The side-effect comparison above draws on FDA FAERS data, where topiramate has 55,130 reports across its top 10 reactions, measured against carbamazepine, cenobamate, felbamate. Raw report counts reflect total exposure — a medication prescribed to tens of millions will accumulate more reports than a newer or niche option even when per-patient risk is lower. Dashes in the comparison table mean that reaction was not among the top reported events for that drug, not that it never occurs. Generic availability for topiramate is well established, and competing products often have substantially different acquisition costs under NADAC.

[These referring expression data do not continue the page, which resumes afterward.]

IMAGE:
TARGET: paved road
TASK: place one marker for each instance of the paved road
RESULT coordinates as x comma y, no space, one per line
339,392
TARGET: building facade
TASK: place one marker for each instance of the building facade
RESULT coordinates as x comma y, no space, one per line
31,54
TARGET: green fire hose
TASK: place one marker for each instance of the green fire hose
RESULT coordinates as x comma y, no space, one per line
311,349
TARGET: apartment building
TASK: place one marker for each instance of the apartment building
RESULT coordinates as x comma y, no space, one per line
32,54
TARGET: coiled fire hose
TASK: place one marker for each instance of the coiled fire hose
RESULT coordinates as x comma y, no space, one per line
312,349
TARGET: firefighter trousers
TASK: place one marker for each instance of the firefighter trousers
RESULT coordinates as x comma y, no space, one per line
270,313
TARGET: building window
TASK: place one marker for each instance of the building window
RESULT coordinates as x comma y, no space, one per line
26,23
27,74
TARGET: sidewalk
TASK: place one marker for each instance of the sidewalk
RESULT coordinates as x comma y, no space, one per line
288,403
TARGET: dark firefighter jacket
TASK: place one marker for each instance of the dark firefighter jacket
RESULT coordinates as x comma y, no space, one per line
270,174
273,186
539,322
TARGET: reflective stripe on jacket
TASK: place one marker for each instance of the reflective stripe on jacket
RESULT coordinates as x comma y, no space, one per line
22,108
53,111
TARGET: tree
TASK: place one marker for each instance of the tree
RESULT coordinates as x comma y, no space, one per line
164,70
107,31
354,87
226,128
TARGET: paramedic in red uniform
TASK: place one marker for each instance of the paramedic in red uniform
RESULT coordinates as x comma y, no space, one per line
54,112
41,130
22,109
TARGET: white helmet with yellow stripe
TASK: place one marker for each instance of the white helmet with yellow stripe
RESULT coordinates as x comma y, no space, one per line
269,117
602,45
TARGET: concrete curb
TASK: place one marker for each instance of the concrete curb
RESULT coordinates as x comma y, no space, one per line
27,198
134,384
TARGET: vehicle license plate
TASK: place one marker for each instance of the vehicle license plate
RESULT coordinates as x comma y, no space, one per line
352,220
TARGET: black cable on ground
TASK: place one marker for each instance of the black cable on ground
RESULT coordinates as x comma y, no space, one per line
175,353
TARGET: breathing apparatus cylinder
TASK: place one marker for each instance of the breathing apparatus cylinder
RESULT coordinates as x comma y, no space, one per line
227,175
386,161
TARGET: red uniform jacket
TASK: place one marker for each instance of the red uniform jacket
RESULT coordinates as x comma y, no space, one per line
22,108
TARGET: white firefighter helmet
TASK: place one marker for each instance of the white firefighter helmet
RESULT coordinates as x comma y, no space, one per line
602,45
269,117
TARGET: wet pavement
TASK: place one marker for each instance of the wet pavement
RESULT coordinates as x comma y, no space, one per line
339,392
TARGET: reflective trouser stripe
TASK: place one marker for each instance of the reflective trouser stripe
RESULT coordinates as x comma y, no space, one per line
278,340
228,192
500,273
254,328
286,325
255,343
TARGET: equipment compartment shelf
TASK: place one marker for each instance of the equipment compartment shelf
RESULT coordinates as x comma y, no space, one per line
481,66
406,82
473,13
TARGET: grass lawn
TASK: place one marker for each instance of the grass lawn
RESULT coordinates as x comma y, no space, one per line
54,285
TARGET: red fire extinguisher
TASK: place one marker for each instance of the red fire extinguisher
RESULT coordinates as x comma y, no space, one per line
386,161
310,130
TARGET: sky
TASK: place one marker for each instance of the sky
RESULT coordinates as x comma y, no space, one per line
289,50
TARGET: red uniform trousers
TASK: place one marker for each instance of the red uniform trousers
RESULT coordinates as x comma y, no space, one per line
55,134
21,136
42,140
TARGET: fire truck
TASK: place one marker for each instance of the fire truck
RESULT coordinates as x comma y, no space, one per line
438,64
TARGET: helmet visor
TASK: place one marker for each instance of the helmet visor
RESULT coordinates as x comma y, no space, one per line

Switching between medications in the same class is a clinical decision with real consequences — dosing conversions are not one-to-one, interaction profiles differ, and prior treatment response is individual. Shortage status, insurance formulary placement, and out-of-pocket cost all influence which alternative is practical in a given situation. This comparison surfaces public FDA data to help patients and caregivers prepare informed questions; it is for educational purposes only and does not constitute medical advice. Always talk to your prescriber or pharmacist before switching or stopping any medication.
Medical Disclaimer: This information is for educational purposes only and is not a substitute for professional medical advice. Do not stop or change your medication without talking to your doctor or pharmacist.
Read our methodology — how this data is sourced, computed, and verified.